One of the non-fiction writers of my generation who I most admire / envy / emulate – Jonah Lehrer – has just performed one of the steepest plummets from grace I’ve ever seen. At 31, Lehrer had already authored three best sellers: Why Proust Was a Neuroscientist, How We Decide, and Imagine, which came out in May 2012, the same month as my book. I watched in awe as Jonah appeared on all the major book promotion stops, from Start the Week to the RSA. Hell, he was even on the Colbert Report. He also had a column in the New Yorker, and did 30-40 speaking gigs a year, for which he was paid, I don’t know, maybe $15,000 a talk?
He basically had my dream job. And he also wrote really well, so I didn’t grudge him his success (well…not much). I read and thoroughly enjoyed Why Proust Was A Neuroscientist, and it was a major influence on my own book, in its clean and strong structure, its weaving together of scientific evidence and personal stories, its vision that the sciences and the humanities could and should be brought together.
So it’s saddening, and also frightening, to see his fall. It started with reports that he had self-plagiarised himself, using lines from one article again in another article, and also using stuff from his blog in his books. My feelings about that were, OK, I can understand that its wrong to sell the same stuff twice. But so what if he used stuff from his blog in his book – my God, 60% of my book is from my blog. That’s like reprimanding a painter for copying stuff from his sketchbook. The whole point of a blog, for me, is that you sketch stuff out and learn how to say what you want well. And when you’ve said something exactly as you want to say it, it’s not surprising if you then re-use that phrasing in a book.
The new revelations, however, suggest he made up and doctored quite a lot of quotes by Bob Dylan, in his new book Imagine. It’s a bizarre thing to have done, because everyone knows that Dylan fans are complete obsessives and he was going to get busted. Particularly as the Dylan story was the one he told over and over in talks and magazine excerpts.
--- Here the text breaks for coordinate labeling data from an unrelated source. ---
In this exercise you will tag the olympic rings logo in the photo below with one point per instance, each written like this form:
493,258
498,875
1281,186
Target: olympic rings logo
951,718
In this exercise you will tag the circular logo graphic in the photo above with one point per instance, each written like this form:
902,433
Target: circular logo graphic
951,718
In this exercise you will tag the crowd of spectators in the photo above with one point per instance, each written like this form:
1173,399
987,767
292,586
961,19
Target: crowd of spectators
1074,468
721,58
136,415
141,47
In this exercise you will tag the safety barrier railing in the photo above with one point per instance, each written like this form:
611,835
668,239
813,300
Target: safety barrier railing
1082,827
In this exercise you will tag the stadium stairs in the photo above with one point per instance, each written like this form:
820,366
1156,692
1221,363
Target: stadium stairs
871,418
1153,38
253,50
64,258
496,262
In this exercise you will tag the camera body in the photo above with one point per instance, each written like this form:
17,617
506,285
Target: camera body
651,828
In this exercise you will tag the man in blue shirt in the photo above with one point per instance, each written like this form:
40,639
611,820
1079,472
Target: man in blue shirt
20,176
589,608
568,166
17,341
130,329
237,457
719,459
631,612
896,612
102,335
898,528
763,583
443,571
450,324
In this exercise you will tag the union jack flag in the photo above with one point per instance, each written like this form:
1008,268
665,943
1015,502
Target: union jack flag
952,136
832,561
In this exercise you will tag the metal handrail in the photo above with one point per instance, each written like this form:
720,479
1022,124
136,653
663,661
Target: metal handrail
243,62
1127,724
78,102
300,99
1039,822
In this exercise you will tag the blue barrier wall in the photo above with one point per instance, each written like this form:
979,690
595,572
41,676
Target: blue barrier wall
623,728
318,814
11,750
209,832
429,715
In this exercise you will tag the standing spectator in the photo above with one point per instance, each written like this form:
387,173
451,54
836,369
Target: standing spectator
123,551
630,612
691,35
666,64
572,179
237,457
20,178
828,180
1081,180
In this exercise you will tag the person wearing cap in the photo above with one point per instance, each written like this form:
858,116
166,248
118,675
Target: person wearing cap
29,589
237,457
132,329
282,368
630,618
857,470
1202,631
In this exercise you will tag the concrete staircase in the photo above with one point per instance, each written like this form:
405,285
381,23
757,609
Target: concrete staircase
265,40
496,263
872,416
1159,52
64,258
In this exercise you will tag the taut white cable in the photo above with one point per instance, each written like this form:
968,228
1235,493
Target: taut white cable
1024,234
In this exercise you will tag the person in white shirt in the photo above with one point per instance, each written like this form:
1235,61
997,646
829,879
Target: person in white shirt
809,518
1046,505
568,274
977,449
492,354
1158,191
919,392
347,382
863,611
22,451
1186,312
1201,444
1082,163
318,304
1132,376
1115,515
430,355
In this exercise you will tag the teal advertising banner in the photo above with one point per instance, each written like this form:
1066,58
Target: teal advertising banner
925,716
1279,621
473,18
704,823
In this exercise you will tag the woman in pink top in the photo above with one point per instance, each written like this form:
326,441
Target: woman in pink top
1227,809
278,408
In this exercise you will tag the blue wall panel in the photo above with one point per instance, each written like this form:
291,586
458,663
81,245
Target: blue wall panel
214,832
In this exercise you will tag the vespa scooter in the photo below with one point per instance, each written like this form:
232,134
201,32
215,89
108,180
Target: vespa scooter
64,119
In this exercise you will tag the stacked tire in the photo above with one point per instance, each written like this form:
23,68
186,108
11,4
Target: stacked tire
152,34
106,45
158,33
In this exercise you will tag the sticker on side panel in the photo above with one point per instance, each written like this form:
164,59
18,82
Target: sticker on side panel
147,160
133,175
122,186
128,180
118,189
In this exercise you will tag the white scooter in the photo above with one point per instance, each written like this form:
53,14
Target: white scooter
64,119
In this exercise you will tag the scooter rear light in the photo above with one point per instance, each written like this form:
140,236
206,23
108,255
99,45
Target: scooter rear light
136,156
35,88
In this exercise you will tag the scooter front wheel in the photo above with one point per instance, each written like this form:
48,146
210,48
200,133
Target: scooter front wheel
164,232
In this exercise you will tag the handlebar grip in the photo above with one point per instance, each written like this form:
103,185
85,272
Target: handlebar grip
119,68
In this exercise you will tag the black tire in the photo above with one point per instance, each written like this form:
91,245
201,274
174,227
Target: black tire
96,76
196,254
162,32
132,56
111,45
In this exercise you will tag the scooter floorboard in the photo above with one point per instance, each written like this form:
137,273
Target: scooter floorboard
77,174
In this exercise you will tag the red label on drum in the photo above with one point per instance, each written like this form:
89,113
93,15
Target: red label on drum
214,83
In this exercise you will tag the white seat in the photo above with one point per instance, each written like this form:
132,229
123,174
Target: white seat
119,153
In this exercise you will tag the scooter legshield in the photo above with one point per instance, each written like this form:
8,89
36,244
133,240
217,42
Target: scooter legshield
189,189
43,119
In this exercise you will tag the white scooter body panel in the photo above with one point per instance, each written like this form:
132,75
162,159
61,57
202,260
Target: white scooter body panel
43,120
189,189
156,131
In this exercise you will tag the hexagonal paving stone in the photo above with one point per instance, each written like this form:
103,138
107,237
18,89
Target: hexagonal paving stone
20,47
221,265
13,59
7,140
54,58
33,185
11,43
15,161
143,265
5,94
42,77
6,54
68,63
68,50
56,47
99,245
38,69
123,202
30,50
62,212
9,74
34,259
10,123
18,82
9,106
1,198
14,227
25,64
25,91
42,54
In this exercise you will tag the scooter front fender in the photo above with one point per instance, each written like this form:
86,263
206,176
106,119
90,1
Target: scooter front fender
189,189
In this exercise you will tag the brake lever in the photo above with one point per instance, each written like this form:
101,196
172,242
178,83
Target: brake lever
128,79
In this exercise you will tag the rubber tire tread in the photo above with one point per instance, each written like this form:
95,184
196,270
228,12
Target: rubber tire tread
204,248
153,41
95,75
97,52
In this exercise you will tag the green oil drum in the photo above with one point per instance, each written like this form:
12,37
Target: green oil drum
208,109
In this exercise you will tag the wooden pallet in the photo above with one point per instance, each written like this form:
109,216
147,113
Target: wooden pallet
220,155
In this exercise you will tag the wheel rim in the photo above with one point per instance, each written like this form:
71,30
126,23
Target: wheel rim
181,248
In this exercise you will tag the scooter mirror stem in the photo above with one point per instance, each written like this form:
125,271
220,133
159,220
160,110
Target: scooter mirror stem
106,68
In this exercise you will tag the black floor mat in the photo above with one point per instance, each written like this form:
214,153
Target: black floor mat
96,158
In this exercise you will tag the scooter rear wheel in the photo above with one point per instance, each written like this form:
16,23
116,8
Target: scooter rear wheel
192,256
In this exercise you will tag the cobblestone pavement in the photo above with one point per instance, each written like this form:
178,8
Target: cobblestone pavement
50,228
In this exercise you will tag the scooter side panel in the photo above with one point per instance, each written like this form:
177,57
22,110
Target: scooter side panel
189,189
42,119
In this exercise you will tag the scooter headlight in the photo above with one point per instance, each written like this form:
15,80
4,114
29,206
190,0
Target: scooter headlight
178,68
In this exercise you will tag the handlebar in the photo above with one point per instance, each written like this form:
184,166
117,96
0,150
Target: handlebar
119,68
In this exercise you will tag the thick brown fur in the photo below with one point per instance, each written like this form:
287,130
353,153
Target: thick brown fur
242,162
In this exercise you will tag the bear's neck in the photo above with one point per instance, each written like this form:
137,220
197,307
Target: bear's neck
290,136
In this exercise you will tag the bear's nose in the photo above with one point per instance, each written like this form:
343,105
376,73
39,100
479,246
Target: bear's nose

Now, alas, he has resigned from the New Yorker, and his publishers have stopped shipping Imagine, which is a shock as Lehrer must have been paid a socking great advance by Houghton Mifflin Harcourt in the US and Canongate in the UK (I’m guessing over half a million dollars). In fact, they’re even offering refunds to the 200,000 people who have already bought the book, which seems like overkill to me.
It reminds me of the line of the Greeks (Solon? Aeschylus? Aristotle?) – call no man happy until they’re dead. By which they meant not that happiness is a cold grave, but that there are so many ups and downs in life that you never know how things will turn out. Sometimes great success like Lehrer’s is not all it’s cracked up to be. Would he really have made up quotes, if he wasn’t under extreme pressure to produce another best-seller to support all the hype?
There was a bubble in non-fiction popular psychology…perhaps a bubble in psychology in general, that built up over the last fifteen years, thanks in particular to the incredible success of Malcolm Gladwell, Lehrer’s mentor. His popularity helped stoke a massive public demand for for popular science books that neatly encapsulated some funky idea (Blink, Flourish, Bounce, Moonwalking with Einstein, you get the picture). But the market success obviously led to pressure to condense everything down into tidy TED-friendly ten minute info-bites, which in turn created pressure to simplify and (on some occasions) falsify. And it even turns out that some of the psychology studies of the last ten years were also falsified. So the pop-psych bubble seems to be bursting, somewhat.
Well, I’m sorry for Lehrer, it must be really vertiginous to rise so quickly then fall so quickly. He really is a genuinely talented writer, you can’t fake that. And I don’t know about Imagine or How We Decide, but Why Proust Was A Neuroscientist was simply a great book, which will last. Unfortunately its success, and the timing of it, meant there was too much hype put on him, too young. I wouldn’t wish that sort of success on anyone.